À quand remonte votre première participation ?
"1995, déjà avec une Audi, une 80 Quattro que je partageais avec le Sud Africain Terry Moss et notre pilote de F1 Philippe Adams qui roulait en Procar avec cette auto préparée par Franz Dubois. À partir de là, je n’ai plus manqué une édition derrière le volant jusqu’en 2010."
Quel est votre meilleur souvenir en 22 ans de participation ?
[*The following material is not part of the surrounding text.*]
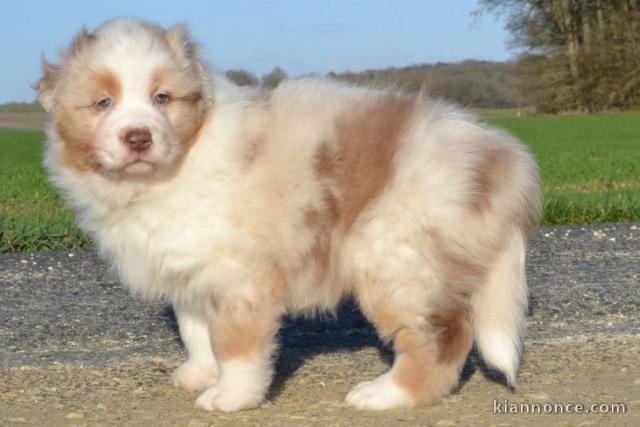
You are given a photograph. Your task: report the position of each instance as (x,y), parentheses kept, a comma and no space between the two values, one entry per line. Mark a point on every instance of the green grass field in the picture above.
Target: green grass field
(590,167)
"Il y en a eu beaucoup. Mon unique victoire en tant que pilote en 2002 sur la Viper Larbre partagée avec Sebastien Bourdais, Christophe Bouchut et David Terrien restera à jamais gravée dans ma mémoire. Mais le moment le plus fort fut, pour plusieurs raisons, notre dernière victoire en 2014. D’abord parce que la semaine a débuté, le mercredi, par la naissance plutôt inattendue de Sam, mon dernier fils. Ensuite, car cela a été une bagarre très intense face à la BMW de Marc VDS avec qui je n’entretenais pas d’excellentes relations à l’époque. C’était tendu. On a pris la tête à un quart d’heure de l’arrivée et on a gagné pour sept secondes. C’était autre chose que les cinq tours d’avance que je comptais en 2002. En prime, il y avait eu des tensions entre Laurens Vanthoor et René Verbist, pas d’accord sur la tactique à adopter. Laurens était ensuite tombé malade et n’avait pu assurer ses derniers relais."
Et le pire ?
"Oh, il y a eu pas mal de désillusions vu que je n’ai réussi à m’imposer qu’une fois en seize participations derrière le volant. Or depuis le début du GT, à l’exception des éditions 2005 et 2010, j’ai toujours pointé en tête à un moment de la course. Bien sûr, il y a eu mon forfait l’année de la Saleen Larbre. On avait signé la pole et un de mes équipiers a détruit l’auto lors du warm-up le samedi matin. Je l’ai appris alors que j’étais sur la route pour venir au circuit. Mais le plus dur à encaisser fut sans doute 2013. La BOP n’était pas juste et nos Audi rendaient deux secondes et demi au tour. Démarrer la semaine des 24H quand vous savez que vous n’avez aucune chance de gagner est vraiment quelque chose de pénible. Malgré tout, on avait réussi à monter sur le podium avec la voiture rescapée d’André Lotterer. En 2006, je formais l’équipage le plus rapide chez Maserati Vitaphone avec Jamie Davies et Thomas Biagi. Nous pointions bien en tête après quelques heures quand l’auto a pris feu. En 2004, avec la Ferrari 575 Maranello et Mika Salo, on a mené 22h avant d’être victimes d’un extracteur baladeur. Enfin, je me souviens qu’en 2012 on a perdu en une demi-heure en matinée nos deux chances de succès lorsque Stéphane Ortelli, aux commandes, a été victime d’une crevaison. Et dans la foulée, Edward Sandström est sorti de la route au Raidillon."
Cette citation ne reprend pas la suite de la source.